Joseph L. Galloway is a highly acclaimed and distinguished American journalist and author, best recognized for his extraordinary contributions to war correspondence. Born on November 13, 1941, in Refugio, Texas, Galloway carved a niche for himself in the literary world with his extensive experience in military reportage. He spent 22 years as a war correspondent, reported from 15 conflict zones, and won the Bronze Star Medal for his reporting in Vietnam, making him the only civilian to receive such an honor during this war.

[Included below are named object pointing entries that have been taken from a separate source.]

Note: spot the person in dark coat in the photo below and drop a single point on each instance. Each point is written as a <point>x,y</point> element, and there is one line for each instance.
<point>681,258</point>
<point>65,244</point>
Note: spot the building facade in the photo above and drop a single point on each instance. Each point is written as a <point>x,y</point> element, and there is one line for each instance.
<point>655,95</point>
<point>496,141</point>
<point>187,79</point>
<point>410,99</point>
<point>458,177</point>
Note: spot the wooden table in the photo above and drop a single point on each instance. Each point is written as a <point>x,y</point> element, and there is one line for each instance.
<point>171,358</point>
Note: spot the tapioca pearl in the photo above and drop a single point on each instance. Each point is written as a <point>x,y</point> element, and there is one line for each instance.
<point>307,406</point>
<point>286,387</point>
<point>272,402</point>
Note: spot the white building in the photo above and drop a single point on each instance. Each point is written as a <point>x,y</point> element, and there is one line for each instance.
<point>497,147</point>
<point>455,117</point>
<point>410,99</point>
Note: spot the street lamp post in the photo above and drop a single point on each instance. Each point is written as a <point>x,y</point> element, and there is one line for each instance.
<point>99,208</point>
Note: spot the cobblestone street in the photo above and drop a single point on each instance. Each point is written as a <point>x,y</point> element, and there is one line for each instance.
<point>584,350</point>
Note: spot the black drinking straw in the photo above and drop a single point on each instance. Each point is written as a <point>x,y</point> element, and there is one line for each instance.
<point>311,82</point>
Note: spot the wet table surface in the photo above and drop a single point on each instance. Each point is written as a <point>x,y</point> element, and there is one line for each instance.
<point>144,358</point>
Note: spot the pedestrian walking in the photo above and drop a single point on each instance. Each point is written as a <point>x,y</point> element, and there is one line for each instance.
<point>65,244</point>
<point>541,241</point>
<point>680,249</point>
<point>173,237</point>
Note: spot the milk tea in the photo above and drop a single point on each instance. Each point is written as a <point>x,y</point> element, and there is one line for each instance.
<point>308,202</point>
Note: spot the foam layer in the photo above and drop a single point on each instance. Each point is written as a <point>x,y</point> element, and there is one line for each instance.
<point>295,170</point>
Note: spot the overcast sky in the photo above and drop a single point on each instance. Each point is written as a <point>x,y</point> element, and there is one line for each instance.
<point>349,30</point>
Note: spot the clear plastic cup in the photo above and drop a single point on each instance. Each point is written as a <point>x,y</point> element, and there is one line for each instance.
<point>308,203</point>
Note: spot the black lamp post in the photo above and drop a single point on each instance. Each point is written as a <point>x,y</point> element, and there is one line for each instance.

Galloway's best-known work is the book "We Were Soldiers Once… And Young," which he co-authored with Lt. Gen. Hal Moore. Recounting the significant Battle of Ia Drang, the book was a New York Times bestseller and later adapted into the award-winning film, "We Were Soldiers," solidifying Galloway's recognition as an astute chronicler of war. He has also authored several other notable works on Vietnam and Iraq war histories, showcasing his exceptional first-hand experiences and insights on wartime.
Throughout his expansive career, Galloway worked with leading media houses such as United Press International and Knight Ridder. He gained significant recognition within the journalism arena and was awarded the National Magazine Award in 1991. Despite his retirement, Galloway’s influence in the realms of journalism and literature remains steadfast, with his works serving as the embodiment of sacrifice, valor, and the human side of warfare.